Final Cut Pro: Understanding Audio Meters

The purpose of audio meters in Final Cut Pro is to display the level of your audio signal. While there are different types of audio meters, the main type utilized by Final Cut Pro is peak audio meters. Peak audio meters will quickly let you know if the level of your audio exceeds 0 dBFS. Other audio meters used by Final Cut Pro include input audio meters, track meters, master audio meters and floating audio meters.

Average and Peak Audio Levels 

Being that Final Cut Pro uses peak audio meters, before you can dive into the purpose of the audio meter, you need to understand what the peaks and average loudness mean. When you are looking at an audio waveform, the tips of the waveform will be the peaks, while the main strip of audio will be the average loudness of the track. Peaks are short, loud bursts of sound. It is unlikely that the average loudness of your track will exceed 0 dBFS, but you will have instances where the peak levels do. 

Analog and Digital Audio Meters

If you have used analog audio meters in the past, you will need to learn the basics of digital audio meters, as well. This is because you set your audio levels differently when using a digital audio meter. A digital audio meter uses a digital scale, and the signal on the digital scale is measured in dBFS. If your audio level exceeds 0 dBFS, Final Cut Pro will clip that signal, which distorts the original shape of the audio waveform.

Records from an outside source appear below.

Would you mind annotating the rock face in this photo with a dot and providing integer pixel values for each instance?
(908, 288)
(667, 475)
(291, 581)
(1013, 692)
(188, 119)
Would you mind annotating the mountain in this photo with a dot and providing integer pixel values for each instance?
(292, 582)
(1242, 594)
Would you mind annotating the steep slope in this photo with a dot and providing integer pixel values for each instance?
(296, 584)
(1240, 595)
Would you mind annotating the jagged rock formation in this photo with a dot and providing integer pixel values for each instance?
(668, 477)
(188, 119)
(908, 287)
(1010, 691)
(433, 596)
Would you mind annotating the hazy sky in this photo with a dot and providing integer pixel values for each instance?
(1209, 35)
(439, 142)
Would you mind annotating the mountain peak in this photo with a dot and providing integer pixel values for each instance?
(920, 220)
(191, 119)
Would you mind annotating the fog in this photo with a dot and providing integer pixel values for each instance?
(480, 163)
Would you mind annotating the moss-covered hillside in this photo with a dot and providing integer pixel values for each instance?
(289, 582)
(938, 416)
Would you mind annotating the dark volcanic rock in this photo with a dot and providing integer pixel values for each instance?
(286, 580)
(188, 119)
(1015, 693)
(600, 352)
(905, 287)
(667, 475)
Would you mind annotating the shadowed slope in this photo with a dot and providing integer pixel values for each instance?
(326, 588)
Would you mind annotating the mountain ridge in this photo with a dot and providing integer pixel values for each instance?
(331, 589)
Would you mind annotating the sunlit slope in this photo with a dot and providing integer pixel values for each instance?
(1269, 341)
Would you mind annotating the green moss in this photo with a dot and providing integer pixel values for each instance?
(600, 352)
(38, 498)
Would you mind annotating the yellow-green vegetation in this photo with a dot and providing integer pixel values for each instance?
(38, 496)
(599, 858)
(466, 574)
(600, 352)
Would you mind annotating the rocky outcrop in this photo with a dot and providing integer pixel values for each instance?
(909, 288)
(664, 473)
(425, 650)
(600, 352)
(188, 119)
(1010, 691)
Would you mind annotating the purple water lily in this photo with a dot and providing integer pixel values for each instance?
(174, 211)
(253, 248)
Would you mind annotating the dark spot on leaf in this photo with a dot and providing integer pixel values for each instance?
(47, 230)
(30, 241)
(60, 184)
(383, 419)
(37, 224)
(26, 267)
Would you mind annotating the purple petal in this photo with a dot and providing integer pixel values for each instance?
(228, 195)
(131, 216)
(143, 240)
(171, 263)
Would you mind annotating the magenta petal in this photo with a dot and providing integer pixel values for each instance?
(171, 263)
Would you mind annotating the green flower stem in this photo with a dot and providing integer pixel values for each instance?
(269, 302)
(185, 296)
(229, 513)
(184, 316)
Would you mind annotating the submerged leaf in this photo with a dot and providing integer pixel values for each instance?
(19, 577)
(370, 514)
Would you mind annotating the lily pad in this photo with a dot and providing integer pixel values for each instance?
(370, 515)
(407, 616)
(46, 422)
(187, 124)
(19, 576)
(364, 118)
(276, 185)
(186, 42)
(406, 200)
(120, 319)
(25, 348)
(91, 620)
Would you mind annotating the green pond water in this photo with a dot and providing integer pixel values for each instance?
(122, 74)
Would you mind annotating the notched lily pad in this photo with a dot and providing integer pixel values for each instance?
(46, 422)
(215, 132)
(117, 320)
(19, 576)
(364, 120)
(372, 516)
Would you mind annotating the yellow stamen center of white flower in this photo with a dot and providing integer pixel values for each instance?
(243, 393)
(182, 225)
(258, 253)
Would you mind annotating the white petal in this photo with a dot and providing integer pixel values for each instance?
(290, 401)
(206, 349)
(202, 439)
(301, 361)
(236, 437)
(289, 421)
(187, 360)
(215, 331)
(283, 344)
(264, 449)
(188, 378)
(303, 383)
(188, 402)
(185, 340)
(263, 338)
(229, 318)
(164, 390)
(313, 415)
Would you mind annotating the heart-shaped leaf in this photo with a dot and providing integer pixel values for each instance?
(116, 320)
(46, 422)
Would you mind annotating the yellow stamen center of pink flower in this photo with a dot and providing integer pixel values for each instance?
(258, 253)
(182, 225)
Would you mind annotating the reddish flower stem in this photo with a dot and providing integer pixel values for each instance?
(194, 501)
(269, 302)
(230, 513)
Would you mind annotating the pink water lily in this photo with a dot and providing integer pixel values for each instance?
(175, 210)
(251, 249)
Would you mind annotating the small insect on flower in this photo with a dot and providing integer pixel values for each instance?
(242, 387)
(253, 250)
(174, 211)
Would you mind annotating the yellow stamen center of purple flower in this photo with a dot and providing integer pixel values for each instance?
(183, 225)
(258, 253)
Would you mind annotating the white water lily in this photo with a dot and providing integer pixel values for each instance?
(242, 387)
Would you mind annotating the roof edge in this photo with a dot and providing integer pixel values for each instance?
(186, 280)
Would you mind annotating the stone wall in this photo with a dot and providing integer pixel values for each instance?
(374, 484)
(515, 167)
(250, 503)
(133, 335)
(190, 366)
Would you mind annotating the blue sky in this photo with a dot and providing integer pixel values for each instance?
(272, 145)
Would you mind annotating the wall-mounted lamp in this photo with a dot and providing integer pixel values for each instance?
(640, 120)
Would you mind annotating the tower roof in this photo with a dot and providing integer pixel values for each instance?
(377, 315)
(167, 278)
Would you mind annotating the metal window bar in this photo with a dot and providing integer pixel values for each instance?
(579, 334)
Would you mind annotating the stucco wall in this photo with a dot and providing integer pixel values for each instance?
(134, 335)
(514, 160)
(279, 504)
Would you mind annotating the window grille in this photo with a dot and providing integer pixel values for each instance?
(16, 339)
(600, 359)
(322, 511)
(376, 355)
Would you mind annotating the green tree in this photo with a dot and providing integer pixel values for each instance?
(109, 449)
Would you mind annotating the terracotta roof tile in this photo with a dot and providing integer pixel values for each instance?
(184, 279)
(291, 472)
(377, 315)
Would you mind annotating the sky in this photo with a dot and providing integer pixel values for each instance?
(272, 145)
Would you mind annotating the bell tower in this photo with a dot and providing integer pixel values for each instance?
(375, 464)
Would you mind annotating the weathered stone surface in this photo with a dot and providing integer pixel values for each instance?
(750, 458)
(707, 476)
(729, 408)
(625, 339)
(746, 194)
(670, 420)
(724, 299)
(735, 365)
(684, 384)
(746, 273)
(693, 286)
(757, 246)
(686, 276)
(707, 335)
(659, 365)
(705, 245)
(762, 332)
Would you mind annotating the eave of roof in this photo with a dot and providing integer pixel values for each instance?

In most cases, depending upon your specific audio equipment, when you are recording audio, it is being recorded in analog context. Being that Final Cut Pro only uses digital context, you need to understand the different between 0 dB in analog and 0 dBFS in digital. When using an analog audio meter, 0 dB is the perfect recording level for a device. If you go below 0 dB, you may lose your audio signal, and if you go above 0 dB, your audio may become distorted. When using a digital analog meter, 0 dBFS is the highest allowed audio level.

When you are putting your project together using Final Cut Pro, you need to be thinking about how the audio level you set will correspond to an analog audio meter. As a general guideline, if you are working with 16-bit audio, you should set your audio level around -12 dBFS. If you are working with 20- or 24-bit audio, you should set your audio level around -18 or -20 dBFS.

Floating Audio Meters

If you are in the Viewer or Timeline, you will notice a floating audio meter. The floating audio meter uses a stereo display to show the output levels of your audio. The very top of the floating audio meter will be 0 dBFS. The lowest value on the floating audio meter will be -96 dBFS. If you need to display audio levels that exceed 0 dBFS, you will need to use the track or master audio meters.